Most of the processions have reached the Green Fields by now. A marvelous smell of cooking goes forth from the red and blue tents of the provisioners. The faces of small children are amiably sticky; in the benign grey beard of a man a couple of crumbs of rich pastry are entangled. The youths and girls have mounted their horses and are beginning to group around the starting line of the course. An old woman, small, fat, and laughing, is passing out flowers from a basket, and tall young men, wear her flowers in their shining hair. A child of nine or ten sits at the edge of the crowd, alone, playing on a wooden flute. People pause to listen, and they smile, but they do not speak to him, for he never ceases playing and never sees them, his dark eyes wholly rapt in the sweet, thin magic of the tune.

He finishes, and slowly lowers his hands holding the wooden flute.

As if that little private silence were the signal, all at once a trumpet sounds from the pavilion near the starting line: imperious, melancholy, piercing. The horses rear on their slender legs, and some of them neigh in answer. Sober-faced, the young riders stroke the horses’ necks and soothe them, whispering, “Quiet, quiet, there my beauty, my hope. . . .” They begin to form in rank along the starting line. The crowds along the racecourse are like a field of grass and flowers in the wind. The Festival of Summer has begun.

Do you believe? Do you accept the festival, the city, the joy? No? Then let me describe one more thing.

In a basement under one of the beautiful public buildings of Omelas, or perhaps in the cellar of one of its spacious private homes, there is a room. It has one locked door, and no window. A little light seeps in dustily between cracks in the boards, secondhand from a cobwebbed window somewhere across the cellar. In one corner of the little room a couple of mops, with stiff, clotted, foul-smelling heads, stand near a rusty bucket. The floor is dirt, a little damp to the touch, as cellar dirt usually is.

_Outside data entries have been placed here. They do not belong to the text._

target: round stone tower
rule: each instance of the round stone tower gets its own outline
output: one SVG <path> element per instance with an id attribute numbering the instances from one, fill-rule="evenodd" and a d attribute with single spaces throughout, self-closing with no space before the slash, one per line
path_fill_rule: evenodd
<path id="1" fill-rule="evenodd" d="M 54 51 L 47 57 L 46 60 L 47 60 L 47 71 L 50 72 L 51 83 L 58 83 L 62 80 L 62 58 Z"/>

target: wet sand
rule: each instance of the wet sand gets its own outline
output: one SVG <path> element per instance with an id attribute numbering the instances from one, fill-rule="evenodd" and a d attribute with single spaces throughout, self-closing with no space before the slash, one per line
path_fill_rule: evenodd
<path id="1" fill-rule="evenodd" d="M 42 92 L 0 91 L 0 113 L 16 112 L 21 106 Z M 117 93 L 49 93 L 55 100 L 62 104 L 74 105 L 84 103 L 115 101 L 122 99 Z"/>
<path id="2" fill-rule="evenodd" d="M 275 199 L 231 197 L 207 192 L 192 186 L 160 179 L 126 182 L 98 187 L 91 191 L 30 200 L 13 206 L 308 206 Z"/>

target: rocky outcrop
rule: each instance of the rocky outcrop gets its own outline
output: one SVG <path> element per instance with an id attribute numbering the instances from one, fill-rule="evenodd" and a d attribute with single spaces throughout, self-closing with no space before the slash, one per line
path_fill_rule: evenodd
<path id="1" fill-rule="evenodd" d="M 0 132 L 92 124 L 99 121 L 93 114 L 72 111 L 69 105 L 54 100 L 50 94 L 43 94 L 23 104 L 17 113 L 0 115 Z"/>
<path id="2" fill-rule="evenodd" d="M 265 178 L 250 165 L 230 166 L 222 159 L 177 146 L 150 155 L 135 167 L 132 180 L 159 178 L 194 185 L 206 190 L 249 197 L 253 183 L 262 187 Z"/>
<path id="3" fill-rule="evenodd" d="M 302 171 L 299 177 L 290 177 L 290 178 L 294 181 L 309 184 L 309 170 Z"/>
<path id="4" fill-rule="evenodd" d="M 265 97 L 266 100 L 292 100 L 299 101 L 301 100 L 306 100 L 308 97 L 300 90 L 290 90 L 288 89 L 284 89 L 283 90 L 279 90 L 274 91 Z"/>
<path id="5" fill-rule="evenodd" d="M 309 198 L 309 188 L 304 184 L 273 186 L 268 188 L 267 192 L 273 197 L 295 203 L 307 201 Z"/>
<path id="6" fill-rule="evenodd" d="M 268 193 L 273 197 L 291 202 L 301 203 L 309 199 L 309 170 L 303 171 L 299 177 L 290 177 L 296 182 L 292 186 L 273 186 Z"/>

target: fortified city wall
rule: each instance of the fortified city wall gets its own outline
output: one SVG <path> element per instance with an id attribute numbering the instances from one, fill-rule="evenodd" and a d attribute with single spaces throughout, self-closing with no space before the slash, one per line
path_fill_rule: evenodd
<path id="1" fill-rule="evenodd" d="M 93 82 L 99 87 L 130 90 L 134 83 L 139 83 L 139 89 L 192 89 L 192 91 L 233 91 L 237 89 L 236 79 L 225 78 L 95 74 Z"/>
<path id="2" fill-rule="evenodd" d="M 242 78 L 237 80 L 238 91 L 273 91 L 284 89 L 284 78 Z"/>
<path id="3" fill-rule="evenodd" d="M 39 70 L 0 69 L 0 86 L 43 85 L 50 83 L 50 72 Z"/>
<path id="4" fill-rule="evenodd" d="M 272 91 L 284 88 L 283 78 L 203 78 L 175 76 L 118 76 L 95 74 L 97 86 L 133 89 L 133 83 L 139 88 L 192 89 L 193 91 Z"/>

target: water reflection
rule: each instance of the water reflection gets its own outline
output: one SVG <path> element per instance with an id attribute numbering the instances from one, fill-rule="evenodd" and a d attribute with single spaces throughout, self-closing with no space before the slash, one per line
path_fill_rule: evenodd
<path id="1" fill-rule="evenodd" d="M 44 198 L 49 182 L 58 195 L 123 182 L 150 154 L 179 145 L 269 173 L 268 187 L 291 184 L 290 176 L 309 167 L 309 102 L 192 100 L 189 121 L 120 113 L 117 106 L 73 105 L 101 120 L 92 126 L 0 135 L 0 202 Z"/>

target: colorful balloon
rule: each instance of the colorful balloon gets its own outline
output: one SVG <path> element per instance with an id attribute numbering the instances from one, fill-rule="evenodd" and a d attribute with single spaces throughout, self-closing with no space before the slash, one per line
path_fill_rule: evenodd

The room is about three paces long and two wide: a mere broom closet or disused tool room. In the room a child is sitting. It could be a boy or a girl. It looks about six, but actually is nearly ten. It is feeble-minded. Perhaps it was born defective or perhaps it has become imbecile through fear, malnutrition, and neglect. It picks its nose and occasionally fumbles vaguely with its toes or genitals, as it sits haunched in the corner farthest from the bucket and the two mops. It is afraid of the mops. It finds them horrible. It shuts its eyes, but it knows the mops are still standing there; and the door is locked; and nobody will come. The door is always locked; and nobody ever comes, except that sometimes-the child has no understanding of time or interval – sometimes the door rattles terribly and opens, and a person, or several people, are there. One of them may come and kick the child to make it stand up. The others never come close, but peer in at it with frightened, disgusted eyes. The food bowl and the water jug are hastily filled, the door is locked, the eyes disappear. The people at the door never say anything, but the child, who has not always lived in the tool room, and can remember sunlight and its mother’s voice, sometimes speaks. “I will be good,” it says. “Please let me out. I will be good!” They never answer. The child used to scream for help at night, and cry a good deal, but now it only makes a kind of whining, “eh-haa, eh-haa,” and it speaks less and less often. It is so thin there are no calves to its legs; its belly protrudes; it lives on a half-bowl of corn meal and grease a day. It is naked. Its buttocks and thighs are a mass of festered sores, as it sits in its own excrement continually.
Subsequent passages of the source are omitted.